03 August 2009

The Bus That's Gonna Take You to Beelzebub

I went to Naga to visit Leia, who was staying with her family there. To get there by plane, I would have to take a 5-hour van ride south to the airport, then fly to Manila, change planes and take another flight to Naga. Instead, I took the bus, since it turned out to be cheaper. The bus ride should be, I was informed, about 12 hours (it turned out closer to 16). That's not too bad, I thought, sign me up.

We bought the ticket the day before, because everyone advised me that the ride was a lot more pleasant towards the front of the bus. Since I wasn't sure if I'd be coming back to Borongan, I was taking my acoustic guitar in its bulky, cumbersome hard-shell case, and so I asked just to be sure, if I could put it in the luggage compartments below the bus. "No, no, no," they told me. "It'll get broken." Now, a hard case for a guitar is much rarer here than a white person, so I was sure that once they saw how stocky and masculine and fear-inspiring my case was, there'd be no problem.

Still, boarding the bus the next day they told me, "no, no, just put it up there in the cab." I thought they meant the space above the seats, and I was sure my case wouldn't fit there, but I climbed up inside the bus anyway. I was one of the first passengers to board, and there was nowhere to put my guitar, so I plopped it down in the middle of the aisle and said "fuck it. They can deal with it." Little did I know, that's exactly where it goes.

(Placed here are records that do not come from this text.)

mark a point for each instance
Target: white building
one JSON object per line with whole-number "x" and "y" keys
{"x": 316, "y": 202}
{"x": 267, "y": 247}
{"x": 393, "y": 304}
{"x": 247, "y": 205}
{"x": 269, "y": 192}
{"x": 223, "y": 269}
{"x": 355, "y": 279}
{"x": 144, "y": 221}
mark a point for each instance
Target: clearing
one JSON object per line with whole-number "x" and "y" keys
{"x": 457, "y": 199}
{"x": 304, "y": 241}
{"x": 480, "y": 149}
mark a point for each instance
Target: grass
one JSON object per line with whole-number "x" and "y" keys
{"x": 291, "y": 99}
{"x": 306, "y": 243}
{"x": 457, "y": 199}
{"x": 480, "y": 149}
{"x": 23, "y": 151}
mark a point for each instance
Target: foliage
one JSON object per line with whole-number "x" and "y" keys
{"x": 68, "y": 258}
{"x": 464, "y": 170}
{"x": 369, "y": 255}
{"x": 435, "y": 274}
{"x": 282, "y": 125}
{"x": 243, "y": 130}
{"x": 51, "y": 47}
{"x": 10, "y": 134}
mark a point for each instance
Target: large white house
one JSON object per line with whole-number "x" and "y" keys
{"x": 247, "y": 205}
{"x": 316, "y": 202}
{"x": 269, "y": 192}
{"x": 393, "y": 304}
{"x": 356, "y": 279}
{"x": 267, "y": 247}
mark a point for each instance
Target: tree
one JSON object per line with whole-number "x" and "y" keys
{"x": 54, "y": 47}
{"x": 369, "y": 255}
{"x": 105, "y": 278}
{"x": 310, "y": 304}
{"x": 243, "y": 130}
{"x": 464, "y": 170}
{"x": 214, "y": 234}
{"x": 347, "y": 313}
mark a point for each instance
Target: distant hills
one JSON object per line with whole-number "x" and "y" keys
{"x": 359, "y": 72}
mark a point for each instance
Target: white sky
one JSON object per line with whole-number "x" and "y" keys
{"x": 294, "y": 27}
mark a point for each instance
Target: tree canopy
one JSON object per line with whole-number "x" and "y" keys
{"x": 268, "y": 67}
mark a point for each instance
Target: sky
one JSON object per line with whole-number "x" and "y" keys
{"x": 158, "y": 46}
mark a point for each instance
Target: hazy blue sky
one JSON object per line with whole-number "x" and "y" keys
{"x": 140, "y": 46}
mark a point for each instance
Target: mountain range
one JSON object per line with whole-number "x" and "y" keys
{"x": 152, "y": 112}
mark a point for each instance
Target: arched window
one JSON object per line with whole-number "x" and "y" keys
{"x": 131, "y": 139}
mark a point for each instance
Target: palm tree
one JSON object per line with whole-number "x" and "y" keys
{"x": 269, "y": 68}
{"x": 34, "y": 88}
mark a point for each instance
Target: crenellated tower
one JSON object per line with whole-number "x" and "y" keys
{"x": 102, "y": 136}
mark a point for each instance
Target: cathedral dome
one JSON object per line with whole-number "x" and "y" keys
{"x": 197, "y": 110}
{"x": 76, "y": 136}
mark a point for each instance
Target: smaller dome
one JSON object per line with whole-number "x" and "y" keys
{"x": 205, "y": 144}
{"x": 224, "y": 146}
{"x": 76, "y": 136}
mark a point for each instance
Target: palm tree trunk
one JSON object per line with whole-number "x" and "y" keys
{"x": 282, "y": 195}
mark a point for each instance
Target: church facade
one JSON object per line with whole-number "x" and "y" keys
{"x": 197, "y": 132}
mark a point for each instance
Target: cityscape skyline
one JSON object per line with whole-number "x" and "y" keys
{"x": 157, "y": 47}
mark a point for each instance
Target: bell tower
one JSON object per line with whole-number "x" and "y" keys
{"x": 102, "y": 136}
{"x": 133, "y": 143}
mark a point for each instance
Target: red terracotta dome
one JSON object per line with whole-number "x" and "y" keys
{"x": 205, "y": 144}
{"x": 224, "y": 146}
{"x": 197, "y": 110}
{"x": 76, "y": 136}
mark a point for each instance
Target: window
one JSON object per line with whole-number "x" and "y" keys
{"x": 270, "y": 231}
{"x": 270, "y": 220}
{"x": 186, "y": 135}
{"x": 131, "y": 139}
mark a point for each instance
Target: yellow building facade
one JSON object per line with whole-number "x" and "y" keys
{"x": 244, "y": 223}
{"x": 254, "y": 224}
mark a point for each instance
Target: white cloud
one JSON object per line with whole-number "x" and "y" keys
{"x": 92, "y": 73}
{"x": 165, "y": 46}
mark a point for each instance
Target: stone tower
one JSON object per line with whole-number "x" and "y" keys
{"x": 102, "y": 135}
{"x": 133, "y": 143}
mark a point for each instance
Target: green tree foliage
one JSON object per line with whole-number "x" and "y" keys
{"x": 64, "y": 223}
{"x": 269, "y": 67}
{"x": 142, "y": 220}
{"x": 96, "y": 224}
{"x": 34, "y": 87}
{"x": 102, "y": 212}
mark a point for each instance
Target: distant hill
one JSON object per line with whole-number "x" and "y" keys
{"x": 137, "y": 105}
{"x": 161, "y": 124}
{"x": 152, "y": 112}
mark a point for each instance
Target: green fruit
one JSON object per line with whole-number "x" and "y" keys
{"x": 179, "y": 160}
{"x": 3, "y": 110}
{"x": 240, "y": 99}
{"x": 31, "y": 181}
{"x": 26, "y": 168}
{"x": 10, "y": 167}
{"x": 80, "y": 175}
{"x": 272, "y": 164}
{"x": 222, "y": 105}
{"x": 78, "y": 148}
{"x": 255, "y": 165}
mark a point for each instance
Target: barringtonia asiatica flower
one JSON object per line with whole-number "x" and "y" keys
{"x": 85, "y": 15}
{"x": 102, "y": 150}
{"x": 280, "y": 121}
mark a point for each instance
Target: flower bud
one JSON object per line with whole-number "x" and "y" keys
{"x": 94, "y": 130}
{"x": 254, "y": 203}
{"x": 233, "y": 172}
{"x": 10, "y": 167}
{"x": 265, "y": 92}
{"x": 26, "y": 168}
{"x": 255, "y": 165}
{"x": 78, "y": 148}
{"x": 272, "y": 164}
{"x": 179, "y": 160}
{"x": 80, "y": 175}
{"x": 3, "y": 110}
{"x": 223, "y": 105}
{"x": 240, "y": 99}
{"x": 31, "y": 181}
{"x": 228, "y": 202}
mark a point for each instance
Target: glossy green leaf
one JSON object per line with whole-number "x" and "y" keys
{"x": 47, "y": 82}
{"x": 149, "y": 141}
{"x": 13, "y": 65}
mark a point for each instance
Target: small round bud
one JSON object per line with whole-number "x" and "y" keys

Within about 15 minutes, all the passengers had boarded and in true third world fashion, the bus was bursting at the seams with cargo--suitcases, duffle bags, mattresses, sacks of rice or coconut husks for copra, stacks of pirated dvds. Fire marshalls be damned! the aisle was an obstacle course worthy of American Gladiators. A futon lay across the tops of several seats above the heads of passengers who, being Filipino-sized, still had plenty of room.

We reached the city of Catbalogan and when the bus stopped a couple vendors boarded, as they do on buses throughout the world. "Ha!" I naively thought to myself, "let's see them peddle their wares in this no man's land of a bus aisle." But the stacks of belongings piled three and four feet high seemed powerless to stop the onslaught of shrill-voiced, sandaled salespeople who trod mercilessly on Dora blankets, backpacks, and hard-shell guitar cases in an effort to unload their stock of hot peanuts, dried squid and fish, water, and juice. Like Frodo Baggins traversing the hilly crags of mordor, these vendors eventually returned victorious (having traded peanuts for pesos) from whence they came.

At bathroom stops, the passengers did the same, climbing over seats and suitcases and other passengers to get in and out of the bus, they way you do when you take a road trip and pile into a Honda Civic with four or five of your closest friends. This is it; it seems that poverty (or maybe just common sense) and the dictates of necessity and maximum utility make you instantly more intimate with the people around you than you wanted or thought you could be. When traveling in the third world, and even in many parts of Europe, you necessarily kiss your "personal space" goodbye. I love this not only because it draws you out of the self-imposed isolation of Western individualism, but because it's so fucking practical. If you can fit eighteen passengers in a van, why the hell would you take less just so people can have room to stretch? You'd have plenty of room to stretch if you were the motherfucker whose seat they sacrificed for the comfort of others. Everybody in, nobody out. Stop being booje, America. Put away the SUVs.